The COVID-19 pandemic was arguably the most disruptive global event of the last decade, and still continues to wreak havoc even almost two years after its breakout. The pandemic caught the whole world off guard, and turned out to be a steep learning curve for many countries.
In that light, Charu Garg, Senior Software Engineer, and Bala Dutt Principal Software Engineer, at Intuit, delivered a talk titled, ‘MLE for Inverse problem of SEIR for COVID-19 for the world’ at MLDS 2021. The duo presented a solution that uses machine learning algorithms to gain insights into the effects of the pandemic in different countries. These insights can help with disaster preparedness elsewhere.
The SEIR Model
The COVID-19 data for this project was collected from different sources. Though the data came in different formats, the parameters considered were similar and hence required very little data manipulation.
Speaking about the central model in epidemics such as COVID-19, Dutt said, “if you have one person that is infected, a patient zero infects others and it spreads. Different diseases have a different rate at which they increase. We refer to how infectious the disease is using a parameter R0.”
The duo used the SEIR (Susceptible-Exposed-Infectious-Removed) model. “It is a compartmental model and has four sections or compartments. We assume that the population moves from one compartment to another. In our project, the four compartments were–susceptible, exposed, infected, and removed.”
As the names suggest, susceptible compartment included population susceptible to infection, exposed for those who have already come in contact with the virus, people with the disease were placed in the infected compartment, and removed compartment contained population that has either recovered or died from the disease.
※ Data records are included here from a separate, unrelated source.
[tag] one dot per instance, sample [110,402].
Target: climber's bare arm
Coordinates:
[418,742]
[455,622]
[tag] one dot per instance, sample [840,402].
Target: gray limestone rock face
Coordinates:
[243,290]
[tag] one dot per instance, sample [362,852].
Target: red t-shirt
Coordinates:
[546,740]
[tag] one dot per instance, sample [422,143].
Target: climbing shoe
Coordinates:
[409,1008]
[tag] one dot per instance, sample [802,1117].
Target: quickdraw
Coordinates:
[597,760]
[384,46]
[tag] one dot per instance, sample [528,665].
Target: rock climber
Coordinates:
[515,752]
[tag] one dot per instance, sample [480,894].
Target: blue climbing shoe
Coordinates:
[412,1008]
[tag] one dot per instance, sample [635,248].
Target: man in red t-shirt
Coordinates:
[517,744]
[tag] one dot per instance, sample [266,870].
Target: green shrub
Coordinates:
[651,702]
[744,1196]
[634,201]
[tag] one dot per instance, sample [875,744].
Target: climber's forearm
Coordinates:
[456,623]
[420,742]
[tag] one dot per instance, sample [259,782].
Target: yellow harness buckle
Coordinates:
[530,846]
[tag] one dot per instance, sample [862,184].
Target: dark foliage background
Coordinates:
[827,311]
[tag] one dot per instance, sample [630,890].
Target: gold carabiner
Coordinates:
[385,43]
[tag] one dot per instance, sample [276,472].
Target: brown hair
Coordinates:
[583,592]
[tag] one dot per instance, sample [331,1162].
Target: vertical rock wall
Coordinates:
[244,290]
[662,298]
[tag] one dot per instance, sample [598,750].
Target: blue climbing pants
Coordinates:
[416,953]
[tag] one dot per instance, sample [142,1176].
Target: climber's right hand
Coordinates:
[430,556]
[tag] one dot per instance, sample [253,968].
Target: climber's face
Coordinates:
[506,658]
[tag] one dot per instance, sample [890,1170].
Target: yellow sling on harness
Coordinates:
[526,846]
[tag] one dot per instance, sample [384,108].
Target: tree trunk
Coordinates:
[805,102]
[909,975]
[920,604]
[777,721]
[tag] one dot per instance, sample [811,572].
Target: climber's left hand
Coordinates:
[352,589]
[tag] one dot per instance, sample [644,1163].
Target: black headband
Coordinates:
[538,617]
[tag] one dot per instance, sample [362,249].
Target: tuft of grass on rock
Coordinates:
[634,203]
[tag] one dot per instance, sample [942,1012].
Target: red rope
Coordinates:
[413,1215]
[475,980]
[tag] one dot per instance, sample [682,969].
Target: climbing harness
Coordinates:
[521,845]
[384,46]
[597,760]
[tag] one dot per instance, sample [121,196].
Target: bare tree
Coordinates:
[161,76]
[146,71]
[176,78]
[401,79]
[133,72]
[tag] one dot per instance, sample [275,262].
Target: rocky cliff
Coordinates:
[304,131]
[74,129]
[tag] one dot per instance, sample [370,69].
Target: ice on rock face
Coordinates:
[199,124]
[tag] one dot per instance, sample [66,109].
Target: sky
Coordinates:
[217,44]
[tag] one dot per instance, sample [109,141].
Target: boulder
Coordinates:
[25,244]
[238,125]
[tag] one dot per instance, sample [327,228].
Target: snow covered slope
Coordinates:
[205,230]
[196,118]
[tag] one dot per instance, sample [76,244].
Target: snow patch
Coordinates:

The rates of movement of the population were governed by three parameters–alpha, beta, and gamma.
“This model has sets of first-order differential equations to calculate the rate of change in different compartments based on alpha, beta and gamma parameters,” said Dutt.
To find the values of alpha, beta, and gamma, the state space search technique was used. “Alpha, beta, and gamma can have values ranging from zero to one. In a 3D space, we try to find their best values, which give the minimum loss. For a longer period of time, like two months, these values were highly dynamic. To overcome this, we divided the time period into simpler time windows. Within a time window, the values remained the same, outside the window, they varied. We did simulation over all the windows. The output of one time window feeds as input to next,” explained Dutt.
Window size is basically the number of days, which is the complete timeline considered for the model. “With a window size ‘all’, it was observed that there was a great difference between the actual and predicted value, so we had to compartmentalise the window size as well,” said Garg.
There were four window sizes considered–all, 7 days, 14 days, and 21 days. The greatest accuracy was observed with a 14 days window. Interestingly, the average quarantine period is also 14 days.
In future, the team plans to include more parameters such as the number of deaths in their SEIR model. Further, cluster considerations such as demographics, temperature, climate, etc will also be taken into account.